I don't know for a fact that the w64dk [busybox] alias suffer from this, but I think it does because I don't identify at the code any measures to handle this case.

To solve it, in my cmd.exe wrapper I initially used SetConsoleCtrlHandler(NULL, TRUE) which is dcumented as:

If the HandlerRoutine parameter is NULL, a TRUE value causes the calling process to ignore CTRL+C input, and a FALSE value restores normal processing of CTRL+C input. This attribute of ignoring or processing CTRL+C is inherited by child processes.

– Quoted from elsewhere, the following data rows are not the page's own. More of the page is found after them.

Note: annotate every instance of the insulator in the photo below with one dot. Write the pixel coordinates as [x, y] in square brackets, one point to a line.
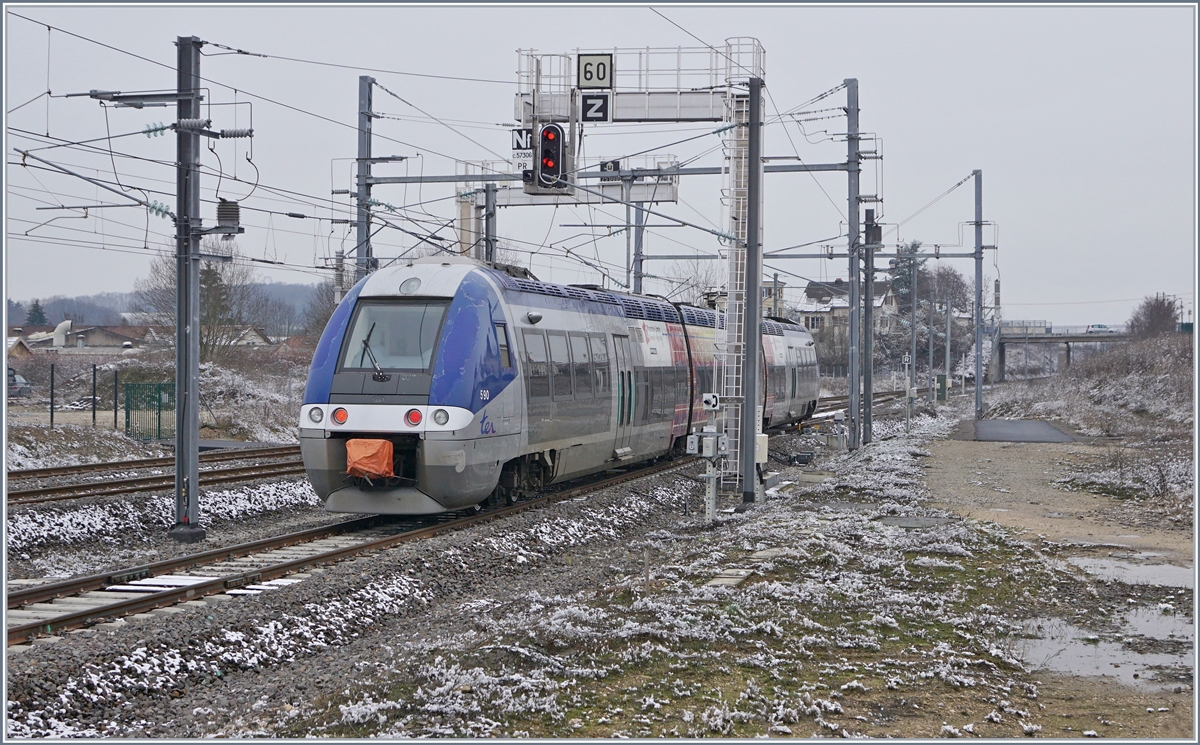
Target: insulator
[228, 214]
[192, 125]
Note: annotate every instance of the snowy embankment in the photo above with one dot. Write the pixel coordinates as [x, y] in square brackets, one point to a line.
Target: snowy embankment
[1140, 395]
[42, 446]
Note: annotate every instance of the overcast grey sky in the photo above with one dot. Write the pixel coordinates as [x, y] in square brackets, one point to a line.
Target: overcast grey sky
[1083, 120]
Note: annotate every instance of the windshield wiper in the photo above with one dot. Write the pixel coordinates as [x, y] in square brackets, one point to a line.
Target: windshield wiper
[379, 376]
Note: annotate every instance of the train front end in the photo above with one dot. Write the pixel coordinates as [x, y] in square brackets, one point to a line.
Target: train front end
[409, 407]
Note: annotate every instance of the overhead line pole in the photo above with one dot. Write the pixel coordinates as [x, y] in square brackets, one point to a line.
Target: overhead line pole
[363, 233]
[978, 257]
[187, 298]
[853, 170]
[871, 244]
[753, 319]
[490, 222]
[639, 236]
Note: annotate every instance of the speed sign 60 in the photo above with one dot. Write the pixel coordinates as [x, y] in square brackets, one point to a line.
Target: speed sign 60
[594, 71]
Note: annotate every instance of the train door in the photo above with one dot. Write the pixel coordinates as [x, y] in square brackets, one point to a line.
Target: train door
[623, 373]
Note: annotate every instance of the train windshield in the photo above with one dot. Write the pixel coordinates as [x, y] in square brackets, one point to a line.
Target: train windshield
[394, 336]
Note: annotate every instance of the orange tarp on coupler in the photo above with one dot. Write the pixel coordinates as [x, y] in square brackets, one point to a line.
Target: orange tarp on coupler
[369, 458]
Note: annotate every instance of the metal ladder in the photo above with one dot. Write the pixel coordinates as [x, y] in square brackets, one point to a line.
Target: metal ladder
[737, 146]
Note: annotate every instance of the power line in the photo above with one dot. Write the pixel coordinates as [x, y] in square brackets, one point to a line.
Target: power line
[259, 96]
[390, 72]
[936, 199]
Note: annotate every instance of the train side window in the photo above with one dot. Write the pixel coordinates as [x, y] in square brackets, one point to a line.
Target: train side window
[660, 392]
[502, 337]
[537, 365]
[561, 365]
[641, 395]
[582, 362]
[599, 346]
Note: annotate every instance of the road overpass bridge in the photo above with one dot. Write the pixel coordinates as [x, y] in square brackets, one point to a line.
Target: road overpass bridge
[1033, 334]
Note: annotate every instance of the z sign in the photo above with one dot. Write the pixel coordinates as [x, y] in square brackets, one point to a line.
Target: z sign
[595, 107]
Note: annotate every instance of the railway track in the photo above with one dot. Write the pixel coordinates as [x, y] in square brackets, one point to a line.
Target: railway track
[205, 457]
[250, 568]
[150, 484]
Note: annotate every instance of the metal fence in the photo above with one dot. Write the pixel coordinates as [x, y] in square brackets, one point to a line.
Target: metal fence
[150, 410]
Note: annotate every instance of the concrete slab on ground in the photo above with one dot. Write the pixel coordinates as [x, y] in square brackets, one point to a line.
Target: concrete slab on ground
[1014, 431]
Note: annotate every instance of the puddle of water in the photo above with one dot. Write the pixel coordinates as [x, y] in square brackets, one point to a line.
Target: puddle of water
[1061, 648]
[1155, 624]
[1138, 574]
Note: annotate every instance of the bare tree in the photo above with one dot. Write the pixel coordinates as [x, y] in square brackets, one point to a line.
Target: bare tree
[232, 299]
[1155, 316]
[949, 286]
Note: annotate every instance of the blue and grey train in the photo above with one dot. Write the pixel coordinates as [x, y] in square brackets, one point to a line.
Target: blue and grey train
[490, 384]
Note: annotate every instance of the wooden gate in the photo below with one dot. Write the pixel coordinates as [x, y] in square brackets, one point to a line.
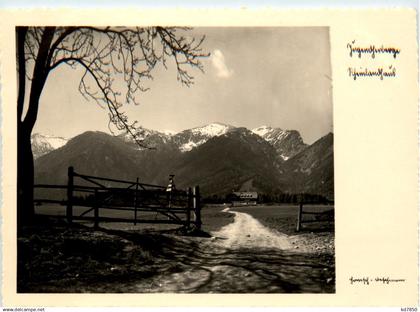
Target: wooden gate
[97, 194]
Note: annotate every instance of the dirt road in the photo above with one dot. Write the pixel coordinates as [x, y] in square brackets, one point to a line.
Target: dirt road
[244, 256]
[241, 257]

However, this has two bad issues:

  1. As documented, it's inheritable, which means that the wrapee would not be interruptible with ctrl-c unless tey explicitly set a handler of their own - which many apps don't do (but cmd.exe specifically apparently does).
  2. It only handles ctrl-c, but not other signals, like ctrl-break (on some KB ctrl-pause), so ctrl-break also exits the wrapper but not the wrapee (at least with cmd.exe wrapper).

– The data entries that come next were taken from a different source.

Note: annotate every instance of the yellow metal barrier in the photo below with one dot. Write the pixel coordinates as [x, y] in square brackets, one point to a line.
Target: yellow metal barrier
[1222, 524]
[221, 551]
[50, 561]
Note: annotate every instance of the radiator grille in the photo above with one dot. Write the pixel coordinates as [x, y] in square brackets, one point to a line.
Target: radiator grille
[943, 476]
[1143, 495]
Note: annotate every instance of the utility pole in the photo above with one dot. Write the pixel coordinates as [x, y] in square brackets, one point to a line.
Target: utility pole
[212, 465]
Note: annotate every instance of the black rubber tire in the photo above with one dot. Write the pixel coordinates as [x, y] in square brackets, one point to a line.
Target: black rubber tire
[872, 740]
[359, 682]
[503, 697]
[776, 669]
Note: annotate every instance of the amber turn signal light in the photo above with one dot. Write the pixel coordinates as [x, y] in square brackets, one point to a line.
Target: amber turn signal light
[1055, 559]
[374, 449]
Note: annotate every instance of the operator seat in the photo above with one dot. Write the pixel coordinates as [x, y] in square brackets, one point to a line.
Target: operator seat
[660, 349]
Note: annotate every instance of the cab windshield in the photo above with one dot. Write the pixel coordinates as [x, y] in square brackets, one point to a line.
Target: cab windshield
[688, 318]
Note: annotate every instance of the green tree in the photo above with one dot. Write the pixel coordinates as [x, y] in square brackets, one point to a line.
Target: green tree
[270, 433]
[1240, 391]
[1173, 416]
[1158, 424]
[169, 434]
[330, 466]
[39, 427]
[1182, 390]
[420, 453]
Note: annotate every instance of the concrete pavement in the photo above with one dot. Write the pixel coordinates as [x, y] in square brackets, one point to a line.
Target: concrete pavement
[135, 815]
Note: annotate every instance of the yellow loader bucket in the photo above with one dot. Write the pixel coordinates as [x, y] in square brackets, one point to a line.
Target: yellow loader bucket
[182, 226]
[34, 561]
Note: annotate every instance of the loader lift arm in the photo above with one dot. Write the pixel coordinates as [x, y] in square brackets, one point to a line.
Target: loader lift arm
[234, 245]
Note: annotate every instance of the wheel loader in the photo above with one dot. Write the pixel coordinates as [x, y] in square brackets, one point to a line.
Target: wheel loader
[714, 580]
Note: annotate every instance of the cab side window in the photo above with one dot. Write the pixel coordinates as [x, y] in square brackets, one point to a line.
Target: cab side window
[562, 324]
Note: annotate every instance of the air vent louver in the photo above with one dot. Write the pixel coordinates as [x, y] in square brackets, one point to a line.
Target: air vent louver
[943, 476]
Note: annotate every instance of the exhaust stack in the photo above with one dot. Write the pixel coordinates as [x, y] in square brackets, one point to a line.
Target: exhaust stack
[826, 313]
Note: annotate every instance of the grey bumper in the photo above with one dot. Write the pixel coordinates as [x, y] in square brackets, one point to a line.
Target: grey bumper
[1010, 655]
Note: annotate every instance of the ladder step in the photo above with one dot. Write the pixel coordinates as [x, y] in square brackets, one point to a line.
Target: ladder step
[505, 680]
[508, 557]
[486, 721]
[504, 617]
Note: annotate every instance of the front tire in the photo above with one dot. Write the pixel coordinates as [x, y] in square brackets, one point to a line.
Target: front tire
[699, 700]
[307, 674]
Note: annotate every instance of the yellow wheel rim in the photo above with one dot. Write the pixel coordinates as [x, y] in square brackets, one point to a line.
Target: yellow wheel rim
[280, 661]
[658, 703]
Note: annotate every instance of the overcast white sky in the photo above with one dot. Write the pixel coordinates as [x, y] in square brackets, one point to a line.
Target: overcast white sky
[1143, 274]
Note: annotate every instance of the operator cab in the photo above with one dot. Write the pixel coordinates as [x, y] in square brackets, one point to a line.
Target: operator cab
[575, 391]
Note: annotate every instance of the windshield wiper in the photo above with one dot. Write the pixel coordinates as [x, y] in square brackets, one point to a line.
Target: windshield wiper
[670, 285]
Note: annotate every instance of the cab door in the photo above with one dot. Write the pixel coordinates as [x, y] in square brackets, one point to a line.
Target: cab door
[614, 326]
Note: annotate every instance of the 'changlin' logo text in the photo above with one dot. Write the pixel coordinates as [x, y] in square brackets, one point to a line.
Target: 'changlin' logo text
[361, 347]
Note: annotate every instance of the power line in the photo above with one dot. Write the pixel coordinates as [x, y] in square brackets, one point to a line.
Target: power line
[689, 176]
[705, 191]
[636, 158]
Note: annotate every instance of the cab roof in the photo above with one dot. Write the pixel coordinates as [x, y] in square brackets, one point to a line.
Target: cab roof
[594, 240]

The solution, apparently is to use an actual handler instead of NULL, similar to this:

BOOL WINAPI sighandler(DWORD dwCtrlType)
{
    return TRUE;
}

In my tests this indeed disables ctrl-c and ctrl-break from killing the wrapper, while not affecting the wrapee. I.e. the wrapee by default is still interruptible normally.

Consequently, the wrapper exits if and only if the wrapee exits, after WaitForSingleObjects and using an explicit exit.

This specific handler ignores all control events, which include, in addition to ctrl-c and ctrl-break, also close-window, logoff (of some unspecified user), and shutdown (supposedly only to services).

I think that's OK, because according to the docs, after CTRL_CLOSE_EVENT, CTRL_LOGOFF_EVENT, or CTRL_SHUTDOWN_EVENT, the process would be killed regardless if the handler returned TRUE or FALSE, so it's only an opportunity for cleanup before returning.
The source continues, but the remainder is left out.